Monday, October 01, 2007

Aboutness

No, it’s not a word. It’s a concept developed by our Monday night writers group to describe a certain kind of book’s appeal. Probably the best way to explain it is to talk about the novel I’ve just finished reading.

Since I’m still luxuriating in my recent delayed discovery of Martin Cruz Smith, that book was WOLVES EAT DOGS. In this installment of the trials and tribulations of Moscow investigator Arkady Renko, Arkady ends up in the Ukraine—in Chernobyl, to be exact.

I don’t know about you, but I haven’t read or heard much about Chernobyl since the big bang. So one of the (many) aspects of reading the novel that made it so enjoyable was the incredible wealth of information I acquired in the process. Chernobyl today is a strange, frightening place, and it was fascinating reading about it. This background—life in the area around Chernobyl after the accident and all the implications that has for a future many others will doubtless someday face—gave the book “aboutness.” So in addition to experiencing a great novel, I also learned about something that interested me.

This is a tendency surveys have disclosed before: readers like to feel they’re learning something from the fiction they read or the movies they watch. THE GODFATHER helps us to understand the Mafia, SHOGUN teaches us about ancient Japan, Clancy thrillers tell us everything we could want to know about modern weapons technology and techniques, THE DEVIL WEARS PRADA gives us an inside peak at the fashion industry.
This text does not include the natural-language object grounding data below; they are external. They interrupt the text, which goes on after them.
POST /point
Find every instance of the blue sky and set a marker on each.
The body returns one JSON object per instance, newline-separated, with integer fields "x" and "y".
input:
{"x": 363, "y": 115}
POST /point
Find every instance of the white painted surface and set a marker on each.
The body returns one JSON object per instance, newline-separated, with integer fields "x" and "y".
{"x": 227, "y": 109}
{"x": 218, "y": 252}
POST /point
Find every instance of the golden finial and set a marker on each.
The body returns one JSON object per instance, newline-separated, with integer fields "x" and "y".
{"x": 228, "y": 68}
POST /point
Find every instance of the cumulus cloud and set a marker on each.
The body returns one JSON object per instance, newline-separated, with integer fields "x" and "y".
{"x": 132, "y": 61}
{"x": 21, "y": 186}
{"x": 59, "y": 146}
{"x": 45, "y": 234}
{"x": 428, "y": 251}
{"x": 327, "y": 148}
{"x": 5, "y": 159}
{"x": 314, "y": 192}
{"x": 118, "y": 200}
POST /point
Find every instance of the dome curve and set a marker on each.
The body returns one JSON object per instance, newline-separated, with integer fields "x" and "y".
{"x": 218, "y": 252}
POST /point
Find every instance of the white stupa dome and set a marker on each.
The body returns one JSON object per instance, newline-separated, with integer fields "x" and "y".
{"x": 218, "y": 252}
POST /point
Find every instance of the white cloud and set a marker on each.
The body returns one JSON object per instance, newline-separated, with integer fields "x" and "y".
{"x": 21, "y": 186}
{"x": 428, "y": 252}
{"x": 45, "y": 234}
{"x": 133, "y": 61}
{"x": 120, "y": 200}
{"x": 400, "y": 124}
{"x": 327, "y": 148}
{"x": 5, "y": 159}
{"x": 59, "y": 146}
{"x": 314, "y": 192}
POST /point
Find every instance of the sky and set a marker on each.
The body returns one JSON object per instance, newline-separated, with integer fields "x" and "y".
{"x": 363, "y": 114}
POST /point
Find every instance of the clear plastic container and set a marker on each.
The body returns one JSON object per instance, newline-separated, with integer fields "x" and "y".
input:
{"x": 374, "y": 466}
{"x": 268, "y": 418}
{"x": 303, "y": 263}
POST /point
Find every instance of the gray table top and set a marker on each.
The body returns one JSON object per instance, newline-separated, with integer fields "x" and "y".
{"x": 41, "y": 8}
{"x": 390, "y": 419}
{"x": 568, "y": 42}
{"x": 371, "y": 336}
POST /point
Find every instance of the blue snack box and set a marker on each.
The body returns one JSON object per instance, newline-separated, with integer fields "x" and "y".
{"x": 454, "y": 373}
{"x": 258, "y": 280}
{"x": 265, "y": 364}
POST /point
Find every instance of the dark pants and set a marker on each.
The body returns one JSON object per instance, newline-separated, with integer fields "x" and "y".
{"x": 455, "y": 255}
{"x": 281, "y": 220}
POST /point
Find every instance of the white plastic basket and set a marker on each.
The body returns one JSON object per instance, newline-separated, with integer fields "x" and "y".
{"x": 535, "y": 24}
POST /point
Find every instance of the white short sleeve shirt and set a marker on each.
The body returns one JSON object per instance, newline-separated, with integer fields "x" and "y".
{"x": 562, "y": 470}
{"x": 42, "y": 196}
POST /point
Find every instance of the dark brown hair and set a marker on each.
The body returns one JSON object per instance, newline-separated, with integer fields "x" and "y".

The trick to “aboutness” is finding something that interests readers/viewers and then making them think you know what you’re talking about even if you don’t. It isn’t enough to take readers someplace they haven’t been before—it has to be someplace they want to go. Americans in the Cold War wanted to learn about life in Moscow, hence the huge (and well-deserved) success of GORKY PARK. Were readers as eager to learn about life on a floating arctic fish factory? Probably not. I personally found POLAR STAR an even better book than GORKY PARK, but PS never touched GP’s sales.

Of course, all too often what we “learn” is wrong. Martin Cruz Smith is fanatical about his research, which is why his books take so long to write. Others are considerably more careless. The infamous DVC, while touted far and wide as an “intelligent” book, made so many mistakes about everything from art to history that I was laughing by about the third chapter. And since I’d already read HOLY BLOOD, HOLY GRAIL and JESUS THE MAN, that theory was yesterday’s news and I could see exactly where the story was going. The “aboutness” didn’t work for me. But boy did it work for millions upon millions of other people around the world. Likewise, I quit reading Patricia Cornwell when, in the space of about twenty pages, she called Iranians Arabs and introduced a Navy general. If she made such simple, careless errors, how could I trust anything she said about forensics? After all, it wasn’t even her field. But again, her sales figures tell us that most readers are more trusting.

Where am I going with all this? No place, really. It’s just a useful concept to keep in mind when the stray wisps of a book idea start forming in our minds. If you can take your readers someplace they want to go, teach them something they want to know, give them a glimpse at a way of life that is normally hidden from them—in other words, give your book Aboutness—you will only up its appeal.